Amazon’s involvement, the best possible endorsement of Rivian’s commercial potential, sparked a flurry of new investors. They included Ford, even though its own pick-up range, the F-series, would be affected by Rivian’s rival model.

Rivian chief RJ Scaringe unveils the company’s all-electric R1T pick-up truck and R1S SUV in LA in 2018
Rivian chief RJ Scaringe unveils the company’s all-electric R1T pick-up truck and R1S SUV in LA in 2018 © Mike Blake/Reuters

General Motors was also an early suitor, and held intensive talks in the hope that Rivian would help it take on Tesla.

But after a window of exclusivity between the pair lapsed, Ford made its move, led by then-operations chief Joe Hinrichs. Scaringe and Hinrichs bonded over dinners and ultimately thrashed out the bulk of the deal on a private flight using Ford’s commercial jet from Seattle to Detroit, all while GM was still preparing a press conference to announce its own investment.

In April 2019, Ford invested $500m — later rising to $1.2bn — and took a seat on the board, to the immense chagrin of its Detroit competitor.

Ford, led at the time by former Steelcase boss Jim Hackett, was in a state of “panic” about its own electric capabilities, said one person with knowledge of the transaction. “There was a whole load of hype around all the start-ups, and we panicked and thought we needed to be part of that,” recalled the person.

One clause of the deal was that Ford would create a vehicle using Rivian’s own architecture — the so-called “skateboard” of batteries and components that could power many different types of vehicles.

But Ford, which replaced Hackett with former Europe boss Jim Farley as chief last year, has now ditched its plans to make Lincolns using the technology, and has significantly scaled back its involvement with the start-up, said several people close to the company.

People close to the company say Ford has since ramped up its in-house electric efforts, taking the wraps off its F-150 Lightning battery truck and the Mustang Mach-e, which both use proprietary systems and were in development at the time Ford invested in Rivian.

With such hefty competition looming, cautious analysts worry that Rivian’s valuation is pricing in success that is not guaranteed.

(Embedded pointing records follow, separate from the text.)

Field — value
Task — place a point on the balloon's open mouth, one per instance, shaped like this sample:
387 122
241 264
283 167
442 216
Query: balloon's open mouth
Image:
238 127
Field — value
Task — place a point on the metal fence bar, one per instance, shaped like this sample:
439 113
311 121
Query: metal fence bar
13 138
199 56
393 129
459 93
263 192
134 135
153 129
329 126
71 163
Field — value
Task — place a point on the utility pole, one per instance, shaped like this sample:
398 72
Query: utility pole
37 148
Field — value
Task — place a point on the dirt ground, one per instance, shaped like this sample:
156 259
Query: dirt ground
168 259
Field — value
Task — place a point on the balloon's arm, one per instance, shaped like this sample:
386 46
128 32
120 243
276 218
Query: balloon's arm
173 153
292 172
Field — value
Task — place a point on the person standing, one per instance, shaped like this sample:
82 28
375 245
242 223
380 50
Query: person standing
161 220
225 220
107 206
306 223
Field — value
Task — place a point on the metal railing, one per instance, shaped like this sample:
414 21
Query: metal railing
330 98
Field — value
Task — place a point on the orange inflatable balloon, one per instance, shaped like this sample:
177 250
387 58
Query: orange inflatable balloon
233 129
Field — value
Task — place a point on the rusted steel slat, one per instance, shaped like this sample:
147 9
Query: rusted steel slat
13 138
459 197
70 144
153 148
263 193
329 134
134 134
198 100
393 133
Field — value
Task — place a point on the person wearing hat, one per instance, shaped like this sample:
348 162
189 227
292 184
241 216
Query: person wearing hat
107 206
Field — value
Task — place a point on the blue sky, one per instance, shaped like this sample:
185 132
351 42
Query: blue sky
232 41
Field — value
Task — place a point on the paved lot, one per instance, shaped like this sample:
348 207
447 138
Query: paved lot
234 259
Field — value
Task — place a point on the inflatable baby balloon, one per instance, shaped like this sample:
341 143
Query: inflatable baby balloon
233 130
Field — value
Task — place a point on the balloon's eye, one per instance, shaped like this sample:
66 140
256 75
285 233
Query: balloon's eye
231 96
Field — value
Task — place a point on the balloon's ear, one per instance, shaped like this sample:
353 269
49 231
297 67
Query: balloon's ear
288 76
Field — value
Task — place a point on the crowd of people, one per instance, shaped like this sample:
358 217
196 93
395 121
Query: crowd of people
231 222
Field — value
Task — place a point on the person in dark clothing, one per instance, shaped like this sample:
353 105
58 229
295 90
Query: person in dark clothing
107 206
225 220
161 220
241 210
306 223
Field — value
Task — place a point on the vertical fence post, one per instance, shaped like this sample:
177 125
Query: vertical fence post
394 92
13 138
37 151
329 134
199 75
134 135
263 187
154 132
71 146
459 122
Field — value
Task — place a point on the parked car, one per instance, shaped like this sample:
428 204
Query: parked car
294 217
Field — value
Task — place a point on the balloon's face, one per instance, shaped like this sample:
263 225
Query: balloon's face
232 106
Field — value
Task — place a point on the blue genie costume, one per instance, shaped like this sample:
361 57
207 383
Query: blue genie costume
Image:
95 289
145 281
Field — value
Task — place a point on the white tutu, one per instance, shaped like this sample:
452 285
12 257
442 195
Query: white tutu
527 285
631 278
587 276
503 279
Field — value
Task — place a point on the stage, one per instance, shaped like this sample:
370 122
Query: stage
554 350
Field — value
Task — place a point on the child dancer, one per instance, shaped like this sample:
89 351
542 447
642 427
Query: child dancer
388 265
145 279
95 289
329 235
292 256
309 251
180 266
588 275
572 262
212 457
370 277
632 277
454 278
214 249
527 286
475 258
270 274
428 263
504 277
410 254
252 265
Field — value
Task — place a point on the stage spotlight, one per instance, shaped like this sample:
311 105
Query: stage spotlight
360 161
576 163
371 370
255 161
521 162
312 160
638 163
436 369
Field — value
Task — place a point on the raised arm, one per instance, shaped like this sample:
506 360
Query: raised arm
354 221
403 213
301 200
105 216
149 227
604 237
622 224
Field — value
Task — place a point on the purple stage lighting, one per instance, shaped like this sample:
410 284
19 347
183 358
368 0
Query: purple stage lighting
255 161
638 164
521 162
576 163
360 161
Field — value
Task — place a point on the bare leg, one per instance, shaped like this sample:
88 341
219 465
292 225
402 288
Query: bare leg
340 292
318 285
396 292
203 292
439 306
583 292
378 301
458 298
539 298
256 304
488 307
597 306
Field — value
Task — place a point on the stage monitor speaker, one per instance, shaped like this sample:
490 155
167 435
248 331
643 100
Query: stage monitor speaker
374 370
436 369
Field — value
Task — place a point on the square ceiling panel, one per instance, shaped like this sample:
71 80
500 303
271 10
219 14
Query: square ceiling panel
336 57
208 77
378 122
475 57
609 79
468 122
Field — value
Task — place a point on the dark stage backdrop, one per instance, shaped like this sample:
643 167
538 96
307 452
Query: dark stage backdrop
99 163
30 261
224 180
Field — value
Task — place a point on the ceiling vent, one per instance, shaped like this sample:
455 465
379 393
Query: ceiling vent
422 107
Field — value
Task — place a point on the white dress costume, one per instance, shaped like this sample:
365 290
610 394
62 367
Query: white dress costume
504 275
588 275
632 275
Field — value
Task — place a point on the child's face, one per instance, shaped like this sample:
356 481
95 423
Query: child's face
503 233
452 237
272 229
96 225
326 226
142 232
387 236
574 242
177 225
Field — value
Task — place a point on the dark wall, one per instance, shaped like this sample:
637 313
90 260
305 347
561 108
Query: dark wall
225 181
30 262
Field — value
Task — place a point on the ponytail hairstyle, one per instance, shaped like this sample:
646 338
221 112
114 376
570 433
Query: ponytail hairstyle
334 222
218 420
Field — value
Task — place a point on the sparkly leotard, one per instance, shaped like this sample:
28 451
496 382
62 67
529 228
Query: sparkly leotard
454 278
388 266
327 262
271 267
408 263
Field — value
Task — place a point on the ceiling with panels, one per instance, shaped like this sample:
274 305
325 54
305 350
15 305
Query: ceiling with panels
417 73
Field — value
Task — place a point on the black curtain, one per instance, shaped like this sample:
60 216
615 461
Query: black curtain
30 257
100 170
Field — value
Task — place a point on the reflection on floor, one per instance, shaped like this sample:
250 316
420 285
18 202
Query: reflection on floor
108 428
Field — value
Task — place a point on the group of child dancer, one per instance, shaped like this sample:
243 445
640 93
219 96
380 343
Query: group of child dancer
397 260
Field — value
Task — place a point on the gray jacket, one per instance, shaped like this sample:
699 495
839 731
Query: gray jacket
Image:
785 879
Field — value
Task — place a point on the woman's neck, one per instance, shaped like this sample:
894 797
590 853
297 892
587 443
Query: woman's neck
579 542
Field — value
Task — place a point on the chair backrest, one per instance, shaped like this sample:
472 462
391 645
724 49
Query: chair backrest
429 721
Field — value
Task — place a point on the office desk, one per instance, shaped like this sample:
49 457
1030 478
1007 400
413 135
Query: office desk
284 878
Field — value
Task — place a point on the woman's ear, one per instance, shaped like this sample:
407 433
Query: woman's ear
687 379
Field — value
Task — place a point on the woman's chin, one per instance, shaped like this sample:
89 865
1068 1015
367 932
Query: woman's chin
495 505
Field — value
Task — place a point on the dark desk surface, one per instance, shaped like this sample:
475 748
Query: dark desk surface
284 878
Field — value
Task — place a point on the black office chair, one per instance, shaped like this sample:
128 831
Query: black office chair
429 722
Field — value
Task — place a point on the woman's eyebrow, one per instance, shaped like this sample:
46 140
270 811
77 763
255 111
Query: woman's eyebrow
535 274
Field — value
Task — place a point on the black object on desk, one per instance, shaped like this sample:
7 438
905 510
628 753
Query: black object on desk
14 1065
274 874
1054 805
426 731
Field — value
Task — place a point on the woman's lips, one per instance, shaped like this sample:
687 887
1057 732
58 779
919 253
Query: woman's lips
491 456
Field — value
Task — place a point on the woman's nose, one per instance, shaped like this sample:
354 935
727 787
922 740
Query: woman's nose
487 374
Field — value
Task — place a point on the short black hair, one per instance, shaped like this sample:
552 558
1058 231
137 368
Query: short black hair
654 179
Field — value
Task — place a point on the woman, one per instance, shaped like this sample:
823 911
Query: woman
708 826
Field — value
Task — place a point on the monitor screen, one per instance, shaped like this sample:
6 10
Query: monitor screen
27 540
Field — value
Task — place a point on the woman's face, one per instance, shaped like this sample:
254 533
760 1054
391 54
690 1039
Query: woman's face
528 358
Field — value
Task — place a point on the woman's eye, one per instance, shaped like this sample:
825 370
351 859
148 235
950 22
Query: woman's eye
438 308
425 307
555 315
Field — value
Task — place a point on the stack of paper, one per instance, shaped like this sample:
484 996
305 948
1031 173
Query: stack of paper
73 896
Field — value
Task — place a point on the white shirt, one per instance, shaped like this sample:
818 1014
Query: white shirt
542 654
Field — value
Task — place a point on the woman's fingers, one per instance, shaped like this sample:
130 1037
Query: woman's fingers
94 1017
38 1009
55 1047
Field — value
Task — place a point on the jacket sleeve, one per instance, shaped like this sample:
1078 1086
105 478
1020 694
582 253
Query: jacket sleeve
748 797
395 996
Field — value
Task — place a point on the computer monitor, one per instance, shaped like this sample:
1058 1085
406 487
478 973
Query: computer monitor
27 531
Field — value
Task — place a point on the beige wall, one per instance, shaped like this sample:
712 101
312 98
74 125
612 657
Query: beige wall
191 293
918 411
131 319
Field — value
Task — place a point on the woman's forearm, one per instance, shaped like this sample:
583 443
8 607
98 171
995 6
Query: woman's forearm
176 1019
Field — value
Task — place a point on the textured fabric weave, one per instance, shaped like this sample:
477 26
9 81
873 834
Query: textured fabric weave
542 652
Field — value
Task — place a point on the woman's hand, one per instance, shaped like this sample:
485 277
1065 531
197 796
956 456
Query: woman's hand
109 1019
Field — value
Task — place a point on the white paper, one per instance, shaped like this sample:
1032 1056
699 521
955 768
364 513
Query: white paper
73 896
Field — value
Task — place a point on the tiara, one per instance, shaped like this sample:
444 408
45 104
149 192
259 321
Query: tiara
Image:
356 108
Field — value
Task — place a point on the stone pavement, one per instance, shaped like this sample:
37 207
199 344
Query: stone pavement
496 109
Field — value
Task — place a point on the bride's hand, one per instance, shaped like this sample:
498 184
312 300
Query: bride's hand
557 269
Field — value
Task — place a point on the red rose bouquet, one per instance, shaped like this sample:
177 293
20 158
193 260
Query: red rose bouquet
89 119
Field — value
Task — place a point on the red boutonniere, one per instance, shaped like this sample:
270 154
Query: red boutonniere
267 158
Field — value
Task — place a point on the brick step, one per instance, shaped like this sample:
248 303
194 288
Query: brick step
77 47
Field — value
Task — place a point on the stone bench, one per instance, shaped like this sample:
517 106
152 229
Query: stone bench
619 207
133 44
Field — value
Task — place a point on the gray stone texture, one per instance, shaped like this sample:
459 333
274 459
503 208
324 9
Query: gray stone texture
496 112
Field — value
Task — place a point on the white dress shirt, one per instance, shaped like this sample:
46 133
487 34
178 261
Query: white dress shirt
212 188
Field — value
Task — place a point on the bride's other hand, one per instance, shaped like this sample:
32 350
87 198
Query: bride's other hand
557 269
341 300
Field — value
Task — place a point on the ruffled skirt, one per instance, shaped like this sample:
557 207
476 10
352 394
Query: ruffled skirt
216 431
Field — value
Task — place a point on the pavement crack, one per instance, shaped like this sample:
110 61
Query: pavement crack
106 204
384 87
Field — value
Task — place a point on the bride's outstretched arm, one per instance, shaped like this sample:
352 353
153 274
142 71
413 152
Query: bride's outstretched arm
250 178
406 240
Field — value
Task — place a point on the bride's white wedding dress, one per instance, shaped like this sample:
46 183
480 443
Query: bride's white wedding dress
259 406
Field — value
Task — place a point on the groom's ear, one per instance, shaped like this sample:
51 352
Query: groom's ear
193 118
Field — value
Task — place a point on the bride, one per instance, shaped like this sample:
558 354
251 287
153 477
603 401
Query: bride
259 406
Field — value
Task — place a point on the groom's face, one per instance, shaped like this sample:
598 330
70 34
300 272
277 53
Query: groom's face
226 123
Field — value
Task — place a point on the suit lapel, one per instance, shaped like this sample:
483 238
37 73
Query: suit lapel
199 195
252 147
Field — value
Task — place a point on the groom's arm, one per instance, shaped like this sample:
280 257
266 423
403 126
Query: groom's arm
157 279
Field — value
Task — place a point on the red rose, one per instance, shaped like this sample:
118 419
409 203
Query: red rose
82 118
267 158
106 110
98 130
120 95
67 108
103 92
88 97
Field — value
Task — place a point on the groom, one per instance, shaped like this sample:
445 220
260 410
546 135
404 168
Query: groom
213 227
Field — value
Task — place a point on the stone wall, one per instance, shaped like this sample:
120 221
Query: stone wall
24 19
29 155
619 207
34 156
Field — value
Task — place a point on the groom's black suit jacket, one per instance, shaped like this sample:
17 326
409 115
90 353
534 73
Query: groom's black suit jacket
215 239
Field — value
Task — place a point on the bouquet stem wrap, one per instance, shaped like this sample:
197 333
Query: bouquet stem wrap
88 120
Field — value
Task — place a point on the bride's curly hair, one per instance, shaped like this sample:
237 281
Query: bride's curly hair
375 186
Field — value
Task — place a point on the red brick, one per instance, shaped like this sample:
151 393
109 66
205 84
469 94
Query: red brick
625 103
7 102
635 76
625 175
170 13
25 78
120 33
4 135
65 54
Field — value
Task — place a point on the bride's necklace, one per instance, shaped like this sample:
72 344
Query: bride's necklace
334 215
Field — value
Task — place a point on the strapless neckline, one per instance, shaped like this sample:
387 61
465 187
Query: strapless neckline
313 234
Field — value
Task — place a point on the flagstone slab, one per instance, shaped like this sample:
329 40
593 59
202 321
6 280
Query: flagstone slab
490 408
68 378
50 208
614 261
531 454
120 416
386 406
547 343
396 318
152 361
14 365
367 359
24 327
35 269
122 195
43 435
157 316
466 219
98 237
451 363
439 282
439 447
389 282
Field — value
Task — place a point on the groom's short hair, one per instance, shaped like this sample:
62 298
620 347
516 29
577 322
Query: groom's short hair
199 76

Laura Schwab, former vice-president of sales and marketing at Rivian, said she had warned the company its delivery targets were “not achievable”. Schwab is at present suing Rivian over what she claims was her unlawful firing two days after making a gender discrimination complaint.

Of the 100,000 delivery vans ordered by Amazon, only a handful of test vehicles have been put on the road so far, with production set to start by the end of the year.

Meanwhile, Rivian has enjoyed the plaudits for getting its pick-up truck off the production line before its competitors, but of the just over 50,000 pre-orders placed for the R1T and R1S models, just 156 have been delivered so far, the company said — “nearly all” to Rivian employees.

In comparison, Ford’s F-150 Lightning, the first electric version of its top-selling pick-up, has received more than 160,000 pre-orders — and will start being delivered to customers this spring.

It leaves little room for error, and new automakers can often suffer quality control issues, analysts say, particularly against a backdrop of pandemic-related supply disruptions.

“It’s difficult enough for established automakers, let alone a new one,” said Ivan Drury, senior analyst at Edmunds. “Couple that with this new issue the entire industry is dealing with, the chip crisis, that just adds another layer of complexity.”